Tuesday, February 26, 2013

"SUSAN 'GOLDIE' HARVEY" - TOUCHING TRIBUTES BY HER HUSBAND, PARENTS, SIBLINGS AND DENRELE EDUN.





Words are just never enough in times like this...
Here are the heart-felt tributes from Goldie's Husband, Father, Stepmother, siblings and Denrele

Leonard Andrew Harvey - Husband

Tribute to my sunshine


Susan, you walked into my life. It was like God sent you as a fresh breath, I still remember your response to my first love message (SMS) ‘Love killed Romeo, sent Diana to an early grave and killed Jack on the Titanic. Forget about love, just have friendship and live long’. Over time, our love grew to a depth I have never known. You were the best years of my life, your smile, your energy, your desire to live in your dreams.

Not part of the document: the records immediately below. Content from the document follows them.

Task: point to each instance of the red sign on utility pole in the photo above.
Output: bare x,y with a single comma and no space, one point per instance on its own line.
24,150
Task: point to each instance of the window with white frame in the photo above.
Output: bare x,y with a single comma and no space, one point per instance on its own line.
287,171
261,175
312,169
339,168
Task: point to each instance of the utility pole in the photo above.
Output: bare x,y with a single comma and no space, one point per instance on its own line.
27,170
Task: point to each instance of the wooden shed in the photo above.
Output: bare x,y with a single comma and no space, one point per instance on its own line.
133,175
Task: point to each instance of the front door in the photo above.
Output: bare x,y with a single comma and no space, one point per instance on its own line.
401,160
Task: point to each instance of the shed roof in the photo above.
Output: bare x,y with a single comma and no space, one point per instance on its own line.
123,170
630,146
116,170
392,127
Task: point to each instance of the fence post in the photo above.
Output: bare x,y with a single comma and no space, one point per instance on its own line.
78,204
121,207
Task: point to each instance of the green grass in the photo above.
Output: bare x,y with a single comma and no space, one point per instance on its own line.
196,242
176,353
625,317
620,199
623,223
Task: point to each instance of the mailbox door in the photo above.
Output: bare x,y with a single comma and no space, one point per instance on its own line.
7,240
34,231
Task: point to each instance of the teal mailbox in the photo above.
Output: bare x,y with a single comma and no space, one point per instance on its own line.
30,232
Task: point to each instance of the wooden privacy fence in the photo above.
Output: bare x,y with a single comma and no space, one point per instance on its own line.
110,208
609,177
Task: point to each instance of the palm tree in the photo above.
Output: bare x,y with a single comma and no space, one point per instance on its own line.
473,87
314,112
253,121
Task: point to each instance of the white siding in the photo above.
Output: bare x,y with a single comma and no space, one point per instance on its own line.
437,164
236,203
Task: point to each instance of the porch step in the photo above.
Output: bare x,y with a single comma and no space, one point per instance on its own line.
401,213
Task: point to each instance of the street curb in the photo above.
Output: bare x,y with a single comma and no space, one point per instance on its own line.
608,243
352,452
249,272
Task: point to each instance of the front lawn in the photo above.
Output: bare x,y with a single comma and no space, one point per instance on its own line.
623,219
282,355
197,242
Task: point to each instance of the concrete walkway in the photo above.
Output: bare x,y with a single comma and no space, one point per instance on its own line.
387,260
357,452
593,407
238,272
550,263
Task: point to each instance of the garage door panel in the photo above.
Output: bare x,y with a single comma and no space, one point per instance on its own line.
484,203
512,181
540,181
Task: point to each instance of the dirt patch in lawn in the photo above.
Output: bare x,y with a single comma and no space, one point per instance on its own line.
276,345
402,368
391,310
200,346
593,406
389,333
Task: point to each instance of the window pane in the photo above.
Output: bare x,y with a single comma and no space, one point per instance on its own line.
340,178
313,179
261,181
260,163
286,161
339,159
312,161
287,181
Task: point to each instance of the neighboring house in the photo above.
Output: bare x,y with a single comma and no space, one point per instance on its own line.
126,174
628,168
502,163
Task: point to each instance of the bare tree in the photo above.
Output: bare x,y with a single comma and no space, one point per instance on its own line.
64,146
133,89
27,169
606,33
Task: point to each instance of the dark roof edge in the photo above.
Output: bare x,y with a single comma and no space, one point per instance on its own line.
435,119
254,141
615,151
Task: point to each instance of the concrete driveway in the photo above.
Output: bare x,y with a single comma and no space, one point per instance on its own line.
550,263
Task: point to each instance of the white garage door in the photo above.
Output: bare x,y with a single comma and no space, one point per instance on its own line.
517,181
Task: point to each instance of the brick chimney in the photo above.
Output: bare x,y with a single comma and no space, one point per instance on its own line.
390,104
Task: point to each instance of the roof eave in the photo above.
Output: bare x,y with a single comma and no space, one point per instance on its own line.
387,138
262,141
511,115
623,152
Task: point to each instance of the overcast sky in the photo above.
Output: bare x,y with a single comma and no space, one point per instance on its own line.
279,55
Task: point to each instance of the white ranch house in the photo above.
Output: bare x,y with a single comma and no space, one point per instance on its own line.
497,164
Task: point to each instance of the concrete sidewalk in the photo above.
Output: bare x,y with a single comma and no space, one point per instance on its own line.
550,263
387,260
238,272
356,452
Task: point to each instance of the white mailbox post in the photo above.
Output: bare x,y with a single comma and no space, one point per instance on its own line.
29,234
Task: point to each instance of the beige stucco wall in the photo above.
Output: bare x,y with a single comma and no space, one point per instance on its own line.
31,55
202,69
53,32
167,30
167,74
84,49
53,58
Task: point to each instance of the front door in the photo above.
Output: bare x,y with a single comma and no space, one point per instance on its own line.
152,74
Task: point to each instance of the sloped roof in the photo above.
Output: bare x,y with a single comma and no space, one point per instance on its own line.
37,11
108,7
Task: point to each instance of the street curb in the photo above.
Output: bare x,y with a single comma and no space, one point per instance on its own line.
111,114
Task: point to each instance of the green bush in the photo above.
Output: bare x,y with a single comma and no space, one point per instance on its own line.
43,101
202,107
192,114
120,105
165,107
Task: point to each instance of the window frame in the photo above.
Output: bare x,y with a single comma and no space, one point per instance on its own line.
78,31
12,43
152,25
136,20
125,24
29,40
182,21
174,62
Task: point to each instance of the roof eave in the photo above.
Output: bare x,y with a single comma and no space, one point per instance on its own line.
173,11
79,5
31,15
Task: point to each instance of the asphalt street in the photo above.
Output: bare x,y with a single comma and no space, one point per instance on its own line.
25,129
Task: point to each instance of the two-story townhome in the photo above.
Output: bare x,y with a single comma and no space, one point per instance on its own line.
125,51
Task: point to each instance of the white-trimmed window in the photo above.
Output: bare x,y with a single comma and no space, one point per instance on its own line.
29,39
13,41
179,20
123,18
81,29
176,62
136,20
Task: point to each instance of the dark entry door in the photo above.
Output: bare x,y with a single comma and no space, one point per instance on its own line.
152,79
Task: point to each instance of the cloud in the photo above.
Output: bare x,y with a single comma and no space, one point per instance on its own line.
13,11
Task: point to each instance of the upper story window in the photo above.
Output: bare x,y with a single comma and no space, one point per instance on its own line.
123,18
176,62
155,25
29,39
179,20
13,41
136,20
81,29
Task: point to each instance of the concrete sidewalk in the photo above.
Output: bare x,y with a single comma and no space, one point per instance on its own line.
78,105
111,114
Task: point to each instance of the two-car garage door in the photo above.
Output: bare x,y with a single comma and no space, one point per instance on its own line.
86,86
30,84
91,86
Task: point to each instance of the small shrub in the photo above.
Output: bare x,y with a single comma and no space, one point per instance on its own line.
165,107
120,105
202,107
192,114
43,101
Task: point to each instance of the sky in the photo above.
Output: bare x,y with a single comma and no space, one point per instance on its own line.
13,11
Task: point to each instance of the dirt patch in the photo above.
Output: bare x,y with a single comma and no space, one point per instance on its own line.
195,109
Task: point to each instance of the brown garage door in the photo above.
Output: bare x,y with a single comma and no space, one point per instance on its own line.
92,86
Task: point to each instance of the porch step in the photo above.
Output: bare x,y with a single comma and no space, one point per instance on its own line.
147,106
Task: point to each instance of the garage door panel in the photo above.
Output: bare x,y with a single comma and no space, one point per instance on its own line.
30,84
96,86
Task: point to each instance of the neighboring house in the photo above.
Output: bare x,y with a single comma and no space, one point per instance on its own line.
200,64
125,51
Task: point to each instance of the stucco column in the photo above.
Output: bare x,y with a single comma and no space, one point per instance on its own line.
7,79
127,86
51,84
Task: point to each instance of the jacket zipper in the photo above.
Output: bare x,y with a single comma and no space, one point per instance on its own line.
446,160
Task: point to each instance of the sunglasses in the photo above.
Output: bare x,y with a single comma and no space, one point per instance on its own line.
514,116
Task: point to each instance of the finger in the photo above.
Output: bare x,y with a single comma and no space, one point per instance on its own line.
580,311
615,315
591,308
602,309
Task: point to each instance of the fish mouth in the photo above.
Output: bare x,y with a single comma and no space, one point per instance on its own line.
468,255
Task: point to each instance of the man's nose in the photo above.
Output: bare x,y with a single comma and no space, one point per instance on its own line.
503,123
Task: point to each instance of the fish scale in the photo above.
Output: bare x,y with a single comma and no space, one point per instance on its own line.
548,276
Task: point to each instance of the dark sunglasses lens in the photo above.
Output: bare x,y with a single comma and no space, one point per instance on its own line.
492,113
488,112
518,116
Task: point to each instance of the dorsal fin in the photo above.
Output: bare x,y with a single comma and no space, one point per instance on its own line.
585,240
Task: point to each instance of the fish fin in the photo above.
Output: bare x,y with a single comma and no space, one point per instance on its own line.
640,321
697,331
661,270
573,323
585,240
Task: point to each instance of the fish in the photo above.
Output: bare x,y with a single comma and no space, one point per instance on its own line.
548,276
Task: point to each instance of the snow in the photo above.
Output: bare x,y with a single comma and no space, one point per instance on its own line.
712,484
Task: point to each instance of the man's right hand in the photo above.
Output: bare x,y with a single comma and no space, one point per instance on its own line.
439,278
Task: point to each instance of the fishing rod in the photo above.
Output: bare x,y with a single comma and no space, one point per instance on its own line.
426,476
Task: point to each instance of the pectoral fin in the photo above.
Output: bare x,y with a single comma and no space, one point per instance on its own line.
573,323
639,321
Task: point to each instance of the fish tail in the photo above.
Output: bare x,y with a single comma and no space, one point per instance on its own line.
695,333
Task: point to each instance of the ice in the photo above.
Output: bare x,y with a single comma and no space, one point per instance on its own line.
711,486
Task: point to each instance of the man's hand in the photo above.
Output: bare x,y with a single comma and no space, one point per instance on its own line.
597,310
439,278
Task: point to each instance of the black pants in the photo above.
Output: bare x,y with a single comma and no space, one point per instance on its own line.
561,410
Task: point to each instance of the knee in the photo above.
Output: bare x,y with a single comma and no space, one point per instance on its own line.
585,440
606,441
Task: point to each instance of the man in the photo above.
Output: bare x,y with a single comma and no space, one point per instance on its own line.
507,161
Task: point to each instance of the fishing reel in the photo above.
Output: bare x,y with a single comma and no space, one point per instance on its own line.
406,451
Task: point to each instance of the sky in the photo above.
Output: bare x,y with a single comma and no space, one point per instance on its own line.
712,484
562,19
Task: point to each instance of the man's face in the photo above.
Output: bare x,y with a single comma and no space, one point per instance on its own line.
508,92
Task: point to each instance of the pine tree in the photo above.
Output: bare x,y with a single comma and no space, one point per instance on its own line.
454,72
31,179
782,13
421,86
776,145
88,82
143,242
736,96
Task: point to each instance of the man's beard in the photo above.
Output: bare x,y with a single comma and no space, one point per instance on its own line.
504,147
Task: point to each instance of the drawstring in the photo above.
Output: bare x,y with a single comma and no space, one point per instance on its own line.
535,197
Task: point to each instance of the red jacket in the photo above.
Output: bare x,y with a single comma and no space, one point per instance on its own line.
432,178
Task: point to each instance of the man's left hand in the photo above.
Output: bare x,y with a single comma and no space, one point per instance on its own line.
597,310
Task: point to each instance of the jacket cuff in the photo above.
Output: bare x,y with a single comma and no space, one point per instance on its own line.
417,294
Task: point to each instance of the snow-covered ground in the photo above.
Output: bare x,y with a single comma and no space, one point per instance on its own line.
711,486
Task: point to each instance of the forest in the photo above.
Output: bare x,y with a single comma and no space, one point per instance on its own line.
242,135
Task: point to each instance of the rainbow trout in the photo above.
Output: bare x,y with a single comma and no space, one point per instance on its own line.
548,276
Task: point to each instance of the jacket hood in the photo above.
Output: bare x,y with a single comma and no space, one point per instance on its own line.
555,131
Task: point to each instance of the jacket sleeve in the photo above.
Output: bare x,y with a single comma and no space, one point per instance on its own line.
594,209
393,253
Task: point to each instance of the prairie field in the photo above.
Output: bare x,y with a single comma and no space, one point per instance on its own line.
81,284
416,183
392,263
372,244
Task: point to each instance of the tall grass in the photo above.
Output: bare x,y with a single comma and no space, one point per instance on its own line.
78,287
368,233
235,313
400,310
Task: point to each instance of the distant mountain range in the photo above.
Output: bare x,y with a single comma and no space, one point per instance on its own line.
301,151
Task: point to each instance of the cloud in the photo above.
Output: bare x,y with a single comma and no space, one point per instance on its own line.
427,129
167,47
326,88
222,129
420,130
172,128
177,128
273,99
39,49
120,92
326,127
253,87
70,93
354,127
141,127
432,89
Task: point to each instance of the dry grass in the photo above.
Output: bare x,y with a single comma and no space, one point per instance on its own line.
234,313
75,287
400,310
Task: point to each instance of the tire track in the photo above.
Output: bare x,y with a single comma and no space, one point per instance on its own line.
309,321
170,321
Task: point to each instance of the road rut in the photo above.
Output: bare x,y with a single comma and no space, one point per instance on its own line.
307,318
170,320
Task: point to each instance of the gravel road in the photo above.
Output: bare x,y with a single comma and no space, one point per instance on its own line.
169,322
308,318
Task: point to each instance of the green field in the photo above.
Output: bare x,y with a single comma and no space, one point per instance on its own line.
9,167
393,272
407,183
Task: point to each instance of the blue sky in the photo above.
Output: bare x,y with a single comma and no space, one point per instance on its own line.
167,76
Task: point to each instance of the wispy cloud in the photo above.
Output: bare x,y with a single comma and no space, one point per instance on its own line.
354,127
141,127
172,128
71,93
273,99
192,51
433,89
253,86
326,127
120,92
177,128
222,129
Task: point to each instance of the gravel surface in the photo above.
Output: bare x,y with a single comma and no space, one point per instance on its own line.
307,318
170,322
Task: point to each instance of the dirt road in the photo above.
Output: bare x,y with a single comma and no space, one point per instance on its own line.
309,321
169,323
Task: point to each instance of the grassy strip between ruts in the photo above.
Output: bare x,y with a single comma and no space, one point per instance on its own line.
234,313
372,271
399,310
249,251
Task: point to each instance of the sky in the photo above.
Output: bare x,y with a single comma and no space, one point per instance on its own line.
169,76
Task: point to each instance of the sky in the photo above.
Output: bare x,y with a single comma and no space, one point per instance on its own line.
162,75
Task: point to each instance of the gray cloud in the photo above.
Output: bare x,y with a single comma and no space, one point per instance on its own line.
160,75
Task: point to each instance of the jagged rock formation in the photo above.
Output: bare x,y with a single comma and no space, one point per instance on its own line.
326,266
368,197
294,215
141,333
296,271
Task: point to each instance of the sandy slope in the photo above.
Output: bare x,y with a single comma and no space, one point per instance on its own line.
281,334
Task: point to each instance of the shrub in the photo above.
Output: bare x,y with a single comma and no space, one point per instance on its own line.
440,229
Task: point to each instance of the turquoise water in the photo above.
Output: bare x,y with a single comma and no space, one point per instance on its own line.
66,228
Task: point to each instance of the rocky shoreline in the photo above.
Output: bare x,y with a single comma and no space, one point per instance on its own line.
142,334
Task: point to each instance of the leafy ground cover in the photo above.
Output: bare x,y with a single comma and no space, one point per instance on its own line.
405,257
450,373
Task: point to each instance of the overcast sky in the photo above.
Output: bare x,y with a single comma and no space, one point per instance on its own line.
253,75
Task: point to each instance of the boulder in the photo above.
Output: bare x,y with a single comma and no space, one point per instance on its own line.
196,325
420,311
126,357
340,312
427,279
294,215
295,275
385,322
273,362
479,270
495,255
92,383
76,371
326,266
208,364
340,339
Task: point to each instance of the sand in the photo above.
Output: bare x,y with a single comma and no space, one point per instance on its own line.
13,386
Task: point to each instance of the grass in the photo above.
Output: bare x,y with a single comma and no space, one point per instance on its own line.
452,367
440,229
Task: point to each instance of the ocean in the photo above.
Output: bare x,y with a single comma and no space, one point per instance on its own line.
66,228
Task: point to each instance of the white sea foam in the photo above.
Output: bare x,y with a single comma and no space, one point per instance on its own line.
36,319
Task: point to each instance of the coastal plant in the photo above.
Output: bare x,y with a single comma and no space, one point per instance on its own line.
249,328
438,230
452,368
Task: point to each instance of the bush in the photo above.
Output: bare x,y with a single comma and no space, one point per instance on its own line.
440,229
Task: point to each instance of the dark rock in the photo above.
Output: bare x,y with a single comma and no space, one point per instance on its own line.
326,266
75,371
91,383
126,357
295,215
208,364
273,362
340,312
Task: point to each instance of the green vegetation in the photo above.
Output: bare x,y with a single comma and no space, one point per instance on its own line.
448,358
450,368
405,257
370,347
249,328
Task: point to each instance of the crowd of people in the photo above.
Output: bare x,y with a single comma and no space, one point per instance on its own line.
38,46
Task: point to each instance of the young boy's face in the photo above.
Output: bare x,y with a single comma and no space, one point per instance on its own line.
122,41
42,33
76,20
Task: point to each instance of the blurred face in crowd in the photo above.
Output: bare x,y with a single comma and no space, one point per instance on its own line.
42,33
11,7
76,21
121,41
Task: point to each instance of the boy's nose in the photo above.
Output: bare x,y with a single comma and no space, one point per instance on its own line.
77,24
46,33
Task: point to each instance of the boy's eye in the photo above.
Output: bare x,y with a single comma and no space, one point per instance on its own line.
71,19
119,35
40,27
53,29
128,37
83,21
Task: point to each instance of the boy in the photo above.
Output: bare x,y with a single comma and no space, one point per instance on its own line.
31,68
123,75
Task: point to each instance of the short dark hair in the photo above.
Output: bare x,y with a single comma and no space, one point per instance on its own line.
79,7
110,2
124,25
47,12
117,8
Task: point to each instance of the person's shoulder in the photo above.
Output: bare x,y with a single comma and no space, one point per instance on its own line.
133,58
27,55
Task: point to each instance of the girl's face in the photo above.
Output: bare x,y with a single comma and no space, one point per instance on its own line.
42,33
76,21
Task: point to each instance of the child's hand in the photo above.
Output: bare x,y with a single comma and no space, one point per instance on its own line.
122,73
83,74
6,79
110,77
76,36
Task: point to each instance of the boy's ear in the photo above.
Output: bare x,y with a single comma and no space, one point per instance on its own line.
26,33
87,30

The physical pain of your loss is so hard to bear, but I console myself that you are in the arms of the Lord and with our wonderful memories. I am fortunate that your drive to seek fame has immortalized you in word, song and picture. Not many have this opportunity to keep memories alive.
Nothing sums up my feelings more than ‘Fine’ the song we played together so many times and I still remember being dressed as Father Christmas while you sang live at Silverbird and more recently for TV at our home when you returned from Big Brother. Little did I know what those words would come to mean.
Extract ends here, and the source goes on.